TechCentral estimates Elephant probably raked in more than R3bn from the sale of its shares in Telkom and Vodacom. This excludes the R1,4bn or more in dividends that the consortium has earned since it bought its stake in Telkom in May 2005.
At the time, many political parties and analysts slammed the deal. They questioned whether Ngcaba should have been allowed to buy the stake given his then-recent past as policy maker in the telecommunications industry.
ANC spokesman Smuts Ngonyama controversially profited from the deal, and famously said at the time that he had not struggled against apartheid to be poor. Other beneficiaries included ANC-aligned businesswoman Gloria Serobe.
Given its complex structure, it’s difficult to calculate how much the Elephant Consortium has profited from the deal over the years. And a big chunk of the proceeds of the sale of its stake in Vodacom and Telkom may have had to be used to settle debt in the structure. Elephant held about 2,5% of Vodacom’s equity.
But a source close to Telkom, who has watched the deal closely, says members of the Elephant Consortium have “made a bloody fortune”.
The Elephant Consortium, whose stake is housed in a company called Newshelf 772, quietly sold most of its shares in Telkom — and the shares it inherited in Vodacom — and plans to unwind the business within the next 30 days.

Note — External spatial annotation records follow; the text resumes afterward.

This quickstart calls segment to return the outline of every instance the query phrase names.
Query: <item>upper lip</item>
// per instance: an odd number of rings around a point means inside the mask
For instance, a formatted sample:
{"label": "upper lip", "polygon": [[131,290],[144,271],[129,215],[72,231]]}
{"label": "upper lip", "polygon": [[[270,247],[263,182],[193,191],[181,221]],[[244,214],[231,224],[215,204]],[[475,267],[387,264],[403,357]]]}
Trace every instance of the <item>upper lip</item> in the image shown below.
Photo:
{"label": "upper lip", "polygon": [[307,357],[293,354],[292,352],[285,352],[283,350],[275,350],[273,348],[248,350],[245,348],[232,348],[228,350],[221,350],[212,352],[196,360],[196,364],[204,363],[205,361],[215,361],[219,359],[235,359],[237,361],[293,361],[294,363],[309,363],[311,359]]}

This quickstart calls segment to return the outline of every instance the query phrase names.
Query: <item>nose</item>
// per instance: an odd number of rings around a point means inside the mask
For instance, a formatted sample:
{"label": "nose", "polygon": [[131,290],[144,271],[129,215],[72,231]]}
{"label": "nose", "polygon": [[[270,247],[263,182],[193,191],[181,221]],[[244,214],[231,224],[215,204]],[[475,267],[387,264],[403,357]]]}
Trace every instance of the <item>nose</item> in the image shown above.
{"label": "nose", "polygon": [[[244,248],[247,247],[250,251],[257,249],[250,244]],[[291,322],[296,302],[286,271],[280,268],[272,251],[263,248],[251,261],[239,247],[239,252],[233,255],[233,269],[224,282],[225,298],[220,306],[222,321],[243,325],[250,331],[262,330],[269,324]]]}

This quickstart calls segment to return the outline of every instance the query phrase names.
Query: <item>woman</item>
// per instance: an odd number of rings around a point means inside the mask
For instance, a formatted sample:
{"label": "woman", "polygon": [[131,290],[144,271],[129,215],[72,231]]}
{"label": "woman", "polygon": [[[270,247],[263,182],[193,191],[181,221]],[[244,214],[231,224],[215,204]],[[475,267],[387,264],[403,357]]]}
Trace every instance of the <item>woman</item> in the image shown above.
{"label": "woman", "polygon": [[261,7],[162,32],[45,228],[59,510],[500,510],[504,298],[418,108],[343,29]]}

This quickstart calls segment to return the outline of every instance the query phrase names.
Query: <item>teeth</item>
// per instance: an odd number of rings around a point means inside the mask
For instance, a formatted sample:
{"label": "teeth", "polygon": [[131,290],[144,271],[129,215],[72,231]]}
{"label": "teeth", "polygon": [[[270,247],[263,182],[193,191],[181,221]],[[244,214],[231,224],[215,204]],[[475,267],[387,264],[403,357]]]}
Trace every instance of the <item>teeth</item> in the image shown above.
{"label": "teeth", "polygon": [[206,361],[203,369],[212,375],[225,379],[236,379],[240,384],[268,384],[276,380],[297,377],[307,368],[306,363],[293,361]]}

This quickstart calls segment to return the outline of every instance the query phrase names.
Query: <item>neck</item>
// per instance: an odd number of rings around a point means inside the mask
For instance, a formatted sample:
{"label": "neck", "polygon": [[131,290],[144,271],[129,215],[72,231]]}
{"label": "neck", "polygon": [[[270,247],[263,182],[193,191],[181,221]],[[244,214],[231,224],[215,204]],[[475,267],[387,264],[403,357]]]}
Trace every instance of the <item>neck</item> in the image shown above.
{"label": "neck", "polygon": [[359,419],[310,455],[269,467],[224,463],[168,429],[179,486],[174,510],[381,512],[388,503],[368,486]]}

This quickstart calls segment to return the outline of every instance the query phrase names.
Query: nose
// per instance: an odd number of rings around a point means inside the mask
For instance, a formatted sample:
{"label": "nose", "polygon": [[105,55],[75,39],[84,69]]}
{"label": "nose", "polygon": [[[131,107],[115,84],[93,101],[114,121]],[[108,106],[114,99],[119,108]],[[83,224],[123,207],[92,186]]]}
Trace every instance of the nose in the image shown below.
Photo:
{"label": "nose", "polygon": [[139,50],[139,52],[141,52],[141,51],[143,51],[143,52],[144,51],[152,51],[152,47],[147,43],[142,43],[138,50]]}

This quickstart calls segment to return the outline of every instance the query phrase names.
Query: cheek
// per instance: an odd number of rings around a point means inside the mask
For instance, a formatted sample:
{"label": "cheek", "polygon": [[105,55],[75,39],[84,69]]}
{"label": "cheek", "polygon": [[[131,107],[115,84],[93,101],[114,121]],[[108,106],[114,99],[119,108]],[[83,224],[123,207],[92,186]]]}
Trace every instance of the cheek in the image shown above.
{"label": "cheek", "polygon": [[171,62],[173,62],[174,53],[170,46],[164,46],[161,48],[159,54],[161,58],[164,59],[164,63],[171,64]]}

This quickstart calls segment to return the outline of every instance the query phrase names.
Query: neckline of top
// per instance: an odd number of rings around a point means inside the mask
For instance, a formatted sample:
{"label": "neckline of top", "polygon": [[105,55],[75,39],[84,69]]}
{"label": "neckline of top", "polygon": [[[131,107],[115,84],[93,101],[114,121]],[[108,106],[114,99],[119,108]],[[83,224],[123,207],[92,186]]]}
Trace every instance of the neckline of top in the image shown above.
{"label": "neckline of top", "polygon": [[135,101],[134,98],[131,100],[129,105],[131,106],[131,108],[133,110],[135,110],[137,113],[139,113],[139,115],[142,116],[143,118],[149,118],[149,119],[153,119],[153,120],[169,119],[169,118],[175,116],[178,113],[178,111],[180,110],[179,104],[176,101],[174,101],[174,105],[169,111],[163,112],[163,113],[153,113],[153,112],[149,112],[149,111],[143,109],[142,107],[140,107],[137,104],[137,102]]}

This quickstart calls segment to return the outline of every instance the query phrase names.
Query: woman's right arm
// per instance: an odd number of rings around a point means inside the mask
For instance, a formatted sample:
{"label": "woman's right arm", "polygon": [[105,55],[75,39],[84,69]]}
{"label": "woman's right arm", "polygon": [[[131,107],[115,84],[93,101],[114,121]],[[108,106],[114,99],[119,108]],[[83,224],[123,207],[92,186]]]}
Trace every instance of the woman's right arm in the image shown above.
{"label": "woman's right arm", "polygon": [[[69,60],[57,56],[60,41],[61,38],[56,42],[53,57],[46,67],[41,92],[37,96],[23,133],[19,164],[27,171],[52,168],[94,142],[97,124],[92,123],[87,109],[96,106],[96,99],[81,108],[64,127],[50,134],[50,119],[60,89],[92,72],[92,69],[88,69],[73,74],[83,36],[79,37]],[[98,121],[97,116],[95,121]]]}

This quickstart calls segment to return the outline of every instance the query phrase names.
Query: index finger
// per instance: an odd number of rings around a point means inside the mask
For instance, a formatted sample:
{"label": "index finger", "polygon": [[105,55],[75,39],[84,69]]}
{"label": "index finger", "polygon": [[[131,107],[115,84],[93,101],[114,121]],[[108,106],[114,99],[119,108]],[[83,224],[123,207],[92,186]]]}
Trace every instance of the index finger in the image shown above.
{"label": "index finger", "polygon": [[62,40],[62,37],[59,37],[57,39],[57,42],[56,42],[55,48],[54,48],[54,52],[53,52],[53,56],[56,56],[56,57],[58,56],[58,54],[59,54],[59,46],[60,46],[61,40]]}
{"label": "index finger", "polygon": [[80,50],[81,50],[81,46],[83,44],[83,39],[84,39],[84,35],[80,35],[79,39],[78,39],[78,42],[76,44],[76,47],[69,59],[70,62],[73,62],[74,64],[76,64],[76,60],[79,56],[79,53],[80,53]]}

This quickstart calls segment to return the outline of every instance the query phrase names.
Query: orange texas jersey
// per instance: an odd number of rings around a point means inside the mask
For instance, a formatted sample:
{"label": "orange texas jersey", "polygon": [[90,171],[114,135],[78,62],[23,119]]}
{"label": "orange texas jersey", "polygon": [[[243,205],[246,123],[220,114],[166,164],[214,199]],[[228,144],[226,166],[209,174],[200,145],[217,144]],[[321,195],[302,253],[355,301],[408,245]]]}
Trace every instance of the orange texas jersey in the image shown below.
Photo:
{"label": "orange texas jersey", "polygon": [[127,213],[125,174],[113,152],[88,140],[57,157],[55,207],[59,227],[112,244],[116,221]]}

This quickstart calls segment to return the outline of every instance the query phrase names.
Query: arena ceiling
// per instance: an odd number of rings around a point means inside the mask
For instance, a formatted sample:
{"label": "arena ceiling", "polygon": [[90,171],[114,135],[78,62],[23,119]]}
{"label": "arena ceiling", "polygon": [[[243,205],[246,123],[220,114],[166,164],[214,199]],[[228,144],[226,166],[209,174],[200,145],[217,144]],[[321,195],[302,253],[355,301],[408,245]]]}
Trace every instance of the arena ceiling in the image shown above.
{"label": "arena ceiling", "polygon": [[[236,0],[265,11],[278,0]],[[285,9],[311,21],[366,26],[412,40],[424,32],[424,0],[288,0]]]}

Brandon Doyle, CEO of Convergence Partners, which holds Ngcaba’s interest in Telkom, says Newshelf 772 sold most of its shares in Telkom before the end of May. They were sold in the open market. This was done in order to repay debt owed to Elephant’s funding partners, mainly Nedbank and Absa.
Members of the consortium have the option of continuing to hold the remaining Telkom and Vodacom shares, which will be distributed to them out of Newshelf, or to sell them. Doyle says Ngcaba will continue to hold shares in both Telkom and Vodacom through Convergence Partners.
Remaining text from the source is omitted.